Beefy Boxes and Bandwidth Generously Provided by pair Networks
Welcome to the Monastery
 
PerlMonks  

Filehandle Filter

by btrott (Parson)
on Aug 11, 2000 at 02:56 UTC ( [id://27415]=CUFP: print w/replies, xml ) Need Help??

There was (brief) discussion yesterday about how to use tied filehandles. And I put up an example of using a tied filehandle to filter STDOUT, but I didn't really like it because, well, it ended up printing to STDERR. :)

So I came up with this, which is nicer, because at least it prints to the filehandle you've specified. But to do that I have to untie the filehandle before I print to it; otherwise I'll end up writing to my tied filehandle, which will write to my tied filehandle, and so on. Deep recursion. :)

So I've implemented this, which first untie's the filehandle, then tie's it back up again afterwards. Which is kind of ugly, particularly since I've had to turn off warnings to get rid of the "untie attempted while 1 inner references still exist" error.
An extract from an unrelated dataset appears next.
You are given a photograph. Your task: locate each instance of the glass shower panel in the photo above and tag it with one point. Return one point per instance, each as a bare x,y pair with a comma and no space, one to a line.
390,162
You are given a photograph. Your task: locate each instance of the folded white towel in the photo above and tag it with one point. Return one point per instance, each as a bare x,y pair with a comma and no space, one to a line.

Which perhaps means that I'm leaking memory.

Any ideas on cleaning that bit up would be appreciated.

Anyway, usage:

use Filter::Handle; my $f = Filter::Handle->new(\*STDOUT); print "Foo"; print "Bar";

You don't have to use STDOUT, of course; that's the whole idea. Any filehandle will do.
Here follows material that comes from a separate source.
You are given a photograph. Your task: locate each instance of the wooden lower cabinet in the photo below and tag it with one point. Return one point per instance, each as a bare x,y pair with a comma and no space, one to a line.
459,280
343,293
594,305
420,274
package Filter::Handle; use strict; sub new { my $class = shift; my $fh = shift; tie *{$fh}, 'Filter::Handle::Tie', $fh; bless { fh => $fh }, $class; } sub DESTROY { my $self = shift; my $fh = $self->{fh}; undef $self; { local $^W = 0; untie *{$fh} } } package Filter::Handle::Tie; use vars qw/@ISA/; use Tie::Handle; @ISA = qw/Tie::Handle/; sub TIEHANDLE { my $class = shift; my $fh = shift; bless { fh => $fh }, $class; } sub PRINT { my $self = shift; my $fh = $self->{fh}; my($file, $line) = (caller)[1,2]; { local $^W = 0; untie *{$fh} } print $fh sprintf "%s:%d - %s\n", $file, $line, join ' ', @_; tie *{$fh}, __PACKAGE__, $fh; } 1;

Replies are listed 'Best First'.
RE: Filehandle Filter
by chromatic (Archbishop) on Aug 11, 2000 at 04:10 UTC
    I like this, a lot. It could be a CPAN module if someone (push me and I'll do it) provided a mechanism where you could specify the output. Here's how I got around the tie-untie reference problem:
    package Filter::Handle::Tie; use vars qw/@ISA/; use Tie::Handle; @ISA = qw/Tie::Handle/; sub TIEHANDLE { my $class = shift; my $fh = shift; bless { fh => $fh }, $class; } sub PRINT { my $self = shift; my $fh = *{ $self->{fh} }; my($file, $line) = (caller)[1,2]; print $fh sprintf "%s:%d - %s\n", $file, $line, join ' ', @_; }
    This avoids the deep recursion by not printing to a tied filehandle -- it's copied by dereference before printing to it.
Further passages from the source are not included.